2 | OVG Niedersachsen, Beschl. v. 31. 03. 2025 – 5 LA 64/24

„PTBS als Dienstunfallfolge: Ereignis und Symptome lückenlos belegen“
Das Gericht bestätigte die Teilrücknahme einer Anerkennung, weil die Beamtin ihre PTBS erst Jahre nach einem tätlichen Überfall nachmeldete. Es präzisiert die Hinweispflichten des § 45 BeamtVG: Wer psychische Spätfolgen geltend machen will, muss innerhalb von zwei Jahren konkrete Belastungssymptome melden oder später die Drei-Monats-Frist (§ 45 Abs. 2 S 2) einhalten. Gutachten dürfen sich nicht auf „mehrfach belastende Einsätze“ beschränken; Flashbacks, Albträume, Schreckhaftigkeit etc. müssen zeitnah dokumentiert sein.

 


3 | BayVGH, Beschl. v. 23. 12. 2024 – 3 ZB 24.304

„Burn-out“ reicht nicht: objektive Verlaufsdaten erforderlich
Bei einer Lehrerin, die wegen Erschöpfungssymptomen in den Ruhestand versetzt worden war, wies der Senat den Zulassungsantrag ab.
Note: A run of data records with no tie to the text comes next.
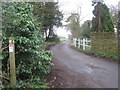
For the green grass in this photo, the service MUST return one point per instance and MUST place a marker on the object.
(63, 39)
(96, 54)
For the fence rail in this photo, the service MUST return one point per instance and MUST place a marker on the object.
(84, 44)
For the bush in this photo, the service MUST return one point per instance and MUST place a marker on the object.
(31, 60)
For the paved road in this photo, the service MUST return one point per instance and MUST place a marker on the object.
(97, 72)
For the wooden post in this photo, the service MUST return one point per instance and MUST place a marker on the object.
(78, 43)
(12, 61)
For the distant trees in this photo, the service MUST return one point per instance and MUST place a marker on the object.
(101, 21)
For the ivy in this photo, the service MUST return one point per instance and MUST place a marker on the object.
(31, 58)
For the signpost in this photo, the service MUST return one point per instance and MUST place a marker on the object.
(12, 61)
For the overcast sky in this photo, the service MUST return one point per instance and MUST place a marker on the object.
(69, 6)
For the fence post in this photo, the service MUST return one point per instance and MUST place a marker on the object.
(83, 44)
(78, 43)
(75, 42)
(12, 61)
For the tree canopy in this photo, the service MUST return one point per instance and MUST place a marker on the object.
(73, 25)
(101, 21)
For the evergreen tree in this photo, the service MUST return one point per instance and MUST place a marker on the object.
(101, 21)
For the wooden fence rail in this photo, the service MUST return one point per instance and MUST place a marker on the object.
(84, 44)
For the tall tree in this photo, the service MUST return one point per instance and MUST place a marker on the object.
(49, 16)
(86, 29)
(74, 25)
(101, 21)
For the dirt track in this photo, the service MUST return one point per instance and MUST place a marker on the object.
(74, 69)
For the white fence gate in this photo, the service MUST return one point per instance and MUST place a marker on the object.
(82, 43)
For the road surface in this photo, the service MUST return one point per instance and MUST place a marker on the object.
(83, 71)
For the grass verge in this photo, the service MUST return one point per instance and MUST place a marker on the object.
(96, 54)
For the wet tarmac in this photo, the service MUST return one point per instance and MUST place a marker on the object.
(83, 71)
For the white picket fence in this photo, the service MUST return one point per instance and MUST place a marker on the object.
(82, 43)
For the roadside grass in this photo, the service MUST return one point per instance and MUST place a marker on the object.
(102, 55)
(63, 39)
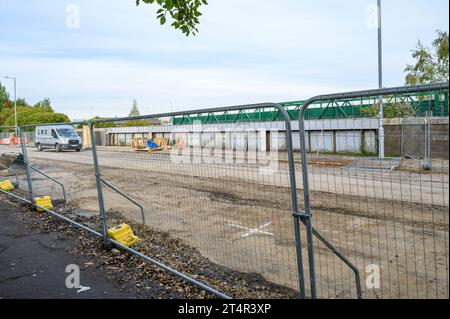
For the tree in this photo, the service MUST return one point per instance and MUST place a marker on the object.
(45, 104)
(184, 13)
(102, 124)
(29, 115)
(431, 65)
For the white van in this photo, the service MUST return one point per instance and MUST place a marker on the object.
(57, 137)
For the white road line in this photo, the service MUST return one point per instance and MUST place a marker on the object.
(253, 231)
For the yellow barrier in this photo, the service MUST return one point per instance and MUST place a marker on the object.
(45, 202)
(123, 234)
(7, 186)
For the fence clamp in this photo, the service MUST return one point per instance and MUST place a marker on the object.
(301, 215)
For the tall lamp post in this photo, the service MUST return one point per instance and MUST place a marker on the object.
(380, 85)
(15, 99)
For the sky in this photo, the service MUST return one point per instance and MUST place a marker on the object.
(92, 58)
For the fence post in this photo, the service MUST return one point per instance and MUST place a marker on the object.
(98, 181)
(26, 164)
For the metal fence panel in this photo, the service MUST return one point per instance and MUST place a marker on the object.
(222, 190)
(388, 216)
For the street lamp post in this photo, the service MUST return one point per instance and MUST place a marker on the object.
(380, 85)
(15, 99)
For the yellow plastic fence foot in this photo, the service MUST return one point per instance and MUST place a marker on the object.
(45, 202)
(123, 234)
(7, 186)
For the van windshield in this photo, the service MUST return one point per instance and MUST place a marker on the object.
(65, 132)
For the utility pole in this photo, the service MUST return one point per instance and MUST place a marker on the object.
(380, 85)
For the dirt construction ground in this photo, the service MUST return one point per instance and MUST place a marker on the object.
(238, 215)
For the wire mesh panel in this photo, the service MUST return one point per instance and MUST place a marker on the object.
(222, 191)
(388, 216)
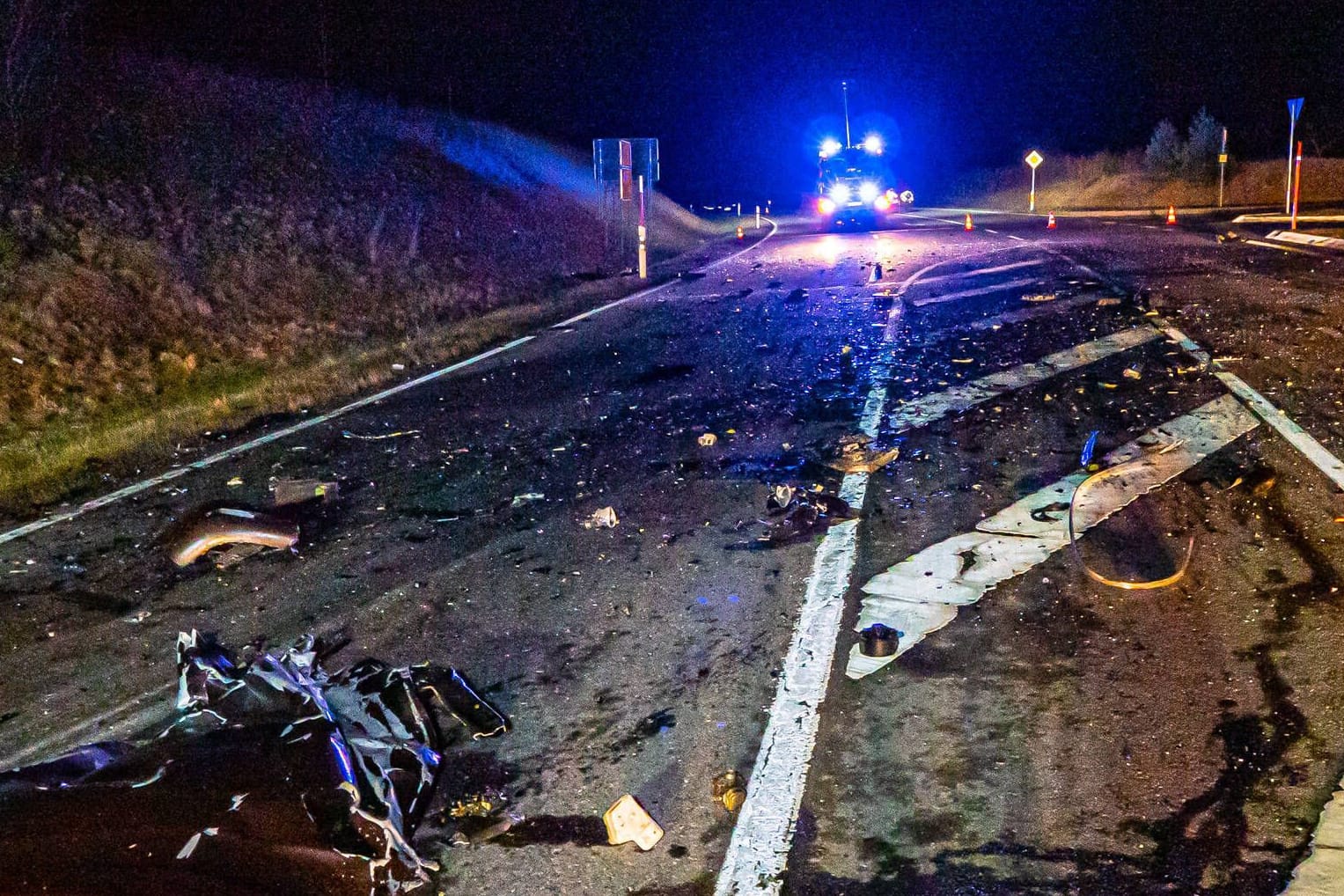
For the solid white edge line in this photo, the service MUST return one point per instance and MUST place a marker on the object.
(762, 836)
(136, 488)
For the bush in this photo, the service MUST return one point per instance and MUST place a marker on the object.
(1165, 153)
(1201, 152)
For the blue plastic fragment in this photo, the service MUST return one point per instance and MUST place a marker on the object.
(1091, 448)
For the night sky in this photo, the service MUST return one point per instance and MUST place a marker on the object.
(741, 93)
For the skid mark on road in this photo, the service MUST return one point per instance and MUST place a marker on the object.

Leitsatz 1 betont, dass die Wiederherstellungsprognose nur tragfähig ist, wenn aktuelle Fachgutachten den Gesundheitszustand abbilden; Fragebögen oder subjektive Angaben ersetzen keine Therapeutenberichte, Medikationslisten oder AU-Zeiten. Ohne solche „objektiven Verlaufsparameter“ bleibt eine angebliche Dienstunfähigkeit „nicht hinreichend objektivierbar“. 

 


4 | OVG Berlin-Brandenburg, Beschl. v. 02. 12. 2024 – 10 N 74/23

„SSRI-Therapie ist kein Ausschlusskriterium“
Ein Verwaltungsbeamter nahm dauerhaft Sertralin zur Rückfallprophylaxe bei Depression. Der Dienstherr sah ein Sicherheitsrisiko. Das OVG stellt klar: Medikamentös stabile Remission spricht eher für Dienstfähigkeit; entscheidend sind Nebenwirkungen (Sedierung, Fahrtüchtigkeit) und ein aktuelles Gutachten. Ein genereller „Pharma-Ausschluss“ verletze den Gleichbehandlungsgrundsatz. 

 


5 | BVerwG, Beschl. v. 14. 03. 2019 – 2 VR 5/18

„Teil-Dienstunfähigkeit: erst Anpassungsoptionen prüfen“
Der 2. Senat hält fest, dass die Untersuchungsanordnung zur Klärung der Dienstfähigkeit nicht isoliert anfechtbar ist – verweist aber zugleich auf die Fürsorgepflicht: Vor einer Versetzung in den Ruhestand sind organisatorische oder technische Hilfen (Home-Office, Supervision, Arbeitszeitmodell) zu prüfen. Erst wenn solche realistisch nicht umsetzbar sind, darf der Dienstherr auf „dauernde Dienstunfähigkeit“ erkennen. 

 


Praxisschlüssel 2025

 

Damit wird klar: Gutachten zu psychischen Störungen im Dienstrecht prüfen Funktionsniveau, Verlauf und Anpassungsoptionen – nicht bloß Diagnosen. Beamte, die in ein solches Verfahren einbezogen werden, sollten daher Therapieverläufe lückenlos dokumentieren und realistische Wiedereingliederungspläne vorlegen; die Gerichte würdigen solche Mitwirkung erkennbar wohlwollend.